“More great software, more happy customers, more happy employees, and happy investors.”

Earlier this month Instructure hit a market cap of $1,ooo,ooo,ooo marking a significant milestone for Utah and its thriving entrepreneur community.

In 2008, Instructure cofounders Devin Daley and Brian Whitmer enrolled in Josh Coates’ “Intro to Venture Startups” class that he was teaching as a volunteer adjunct instructor in BYU’s Computer Science department. Coates, who had previously founded Mozy (sold to EMC Corp in 2007), became the first investor in Instructure, then later the company’s CEO in 2010.

In 2011, Instructure launched Canvas, a cloud-based Learning Management System, which soon became the standard learning platform for Harvard, Stanford, Berkeley, Wharton, and campuses all over the world.
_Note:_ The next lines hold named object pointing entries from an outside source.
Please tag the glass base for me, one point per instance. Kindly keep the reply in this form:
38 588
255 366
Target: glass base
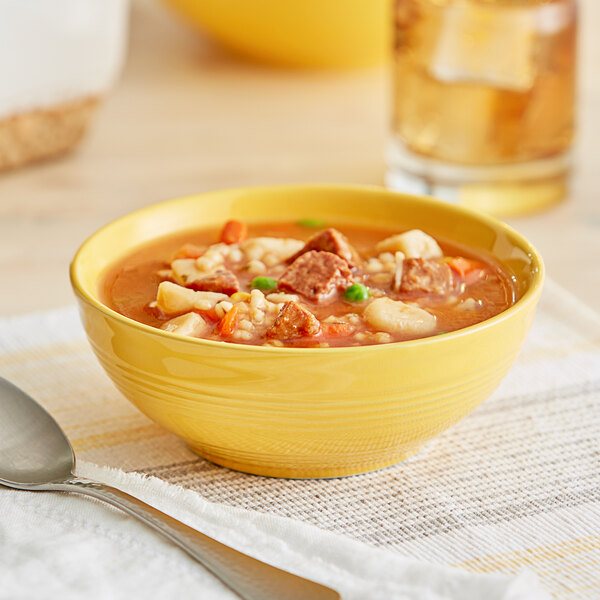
501 190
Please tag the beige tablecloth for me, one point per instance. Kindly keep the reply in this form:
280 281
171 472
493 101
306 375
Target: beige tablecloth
516 484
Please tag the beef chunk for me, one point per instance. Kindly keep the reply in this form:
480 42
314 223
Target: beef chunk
331 240
316 275
294 321
424 276
223 282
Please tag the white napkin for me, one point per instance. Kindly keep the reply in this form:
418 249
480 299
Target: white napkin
56 545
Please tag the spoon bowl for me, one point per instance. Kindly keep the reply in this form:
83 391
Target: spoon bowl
36 455
33 447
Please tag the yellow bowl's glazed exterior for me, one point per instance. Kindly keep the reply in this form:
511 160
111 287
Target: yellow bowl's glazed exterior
298 33
305 412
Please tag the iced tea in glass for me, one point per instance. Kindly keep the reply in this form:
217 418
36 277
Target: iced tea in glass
484 100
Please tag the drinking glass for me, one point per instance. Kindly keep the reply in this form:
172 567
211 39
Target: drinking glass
484 101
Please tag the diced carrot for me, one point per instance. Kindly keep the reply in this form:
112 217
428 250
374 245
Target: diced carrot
468 270
189 251
227 324
234 232
339 329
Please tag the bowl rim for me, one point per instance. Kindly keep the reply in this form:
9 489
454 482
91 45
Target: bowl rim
530 296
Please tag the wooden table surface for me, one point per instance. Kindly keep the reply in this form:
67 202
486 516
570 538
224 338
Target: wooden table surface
187 117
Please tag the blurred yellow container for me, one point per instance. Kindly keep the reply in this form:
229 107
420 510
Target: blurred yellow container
298 33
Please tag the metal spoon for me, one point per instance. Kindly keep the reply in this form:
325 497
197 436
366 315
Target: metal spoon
36 455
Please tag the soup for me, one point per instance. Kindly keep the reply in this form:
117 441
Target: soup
307 284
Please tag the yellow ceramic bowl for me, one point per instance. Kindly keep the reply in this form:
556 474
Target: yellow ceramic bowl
301 33
305 412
In 2015, Instructure launched Bridge, a corporate learning platform used to train employees of companies like Tesla, Shopify, and Slack. The company went public in 2015 on the New York Stock Exchange and now has a valuation of a cool $1B.

“The $1 billion market cap is a milestone on a steady path towards continued growth and success in the market,” says CEO Josh Coates. “We’re proud of our success as a public company, with year-over-year growth, as well as our continued growth in multiple learning markets: K-12, higher education, and corporate.”

Just a couple of weeks ago Instructure released Bridge Perform, a performance management tool and the newest addition to the Bridge platform. Bridge Perform provides a platform for facilitating regular and more meaningful manager-employee interactions, tracking individual goals, accomplishments and milestones, and capturing valuable peer assessments, creating a holistic picture of employee performance over time. Additionally, Bridge Perform provides business leadership and HR teams with the critical data and insights required to effectively manage employee performance and development, at an individual level, across large organizations.

When asked what we can expect from Instructure in the coming years, Coates says, “More great software, more happy customers, more happy employees, and happy investors.”